ComEd, in turn, contends that customers were not harmed by the company's actions.
"The government has never alleged, and the DPA does not admit, that ComEd's customers were harmed by the conduct described in the deferred prosecution agreement," Elsberg said.
However, David Kolata, executive director of the Citizens Utility Board in Illinois, disputed ComEd's assertion the company actions did not harm its customers.
Kolata said he would like to see the Public Utilities Bureau take a wider view of its investigation to look beyond the question of whether the company tried to recoup costs for various patronage hires and contracts through customer rates.
ComEd customers may have wound up paying hundreds of millions more than they would have had to otherwise as a result of the company's lobbying campaign, which helped push through the Legislature a new "formula" system for setting rates that made it much easier for ComEd to win approval from regulators for customer rate increases, he said.

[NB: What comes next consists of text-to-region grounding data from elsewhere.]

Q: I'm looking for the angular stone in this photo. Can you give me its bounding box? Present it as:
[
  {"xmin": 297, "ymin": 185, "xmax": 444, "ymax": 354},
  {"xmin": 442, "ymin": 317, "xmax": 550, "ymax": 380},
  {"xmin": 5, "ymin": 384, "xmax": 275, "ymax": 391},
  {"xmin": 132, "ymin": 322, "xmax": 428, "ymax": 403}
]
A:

Kolata said a bill filed in the Illinois Senate has called for ComEd to shell out $200 million in repayments to customers based on the higher rates that resulted from the new system. Separately, ComEd agreed with federal prosecutors to pay a $200 million fine last year, when it signed a three-year deferred prosecution agreement.
"That is one of the things that needs to be investigated," Kolata said. "We are confident that at a minimum it is at least $200 million, and we think it's likely more than that."
Meanwhile, Tyson Slocum, director of Public Citizen's energy program, argued the ICC should have launched an investigation of ComEd years ago, when the company began ramping up its lobbying activities.
"It's better late than never … the Illinois Commerce Commission has been asleep at the switch here," he said.
And Slocum said he is skeptical of ComEd claims that it did not charge customers for the money it spent to curry political favor.
"I am sure we will find an awful lot of ratepayer money used in an outrageous bribery scheme," he said.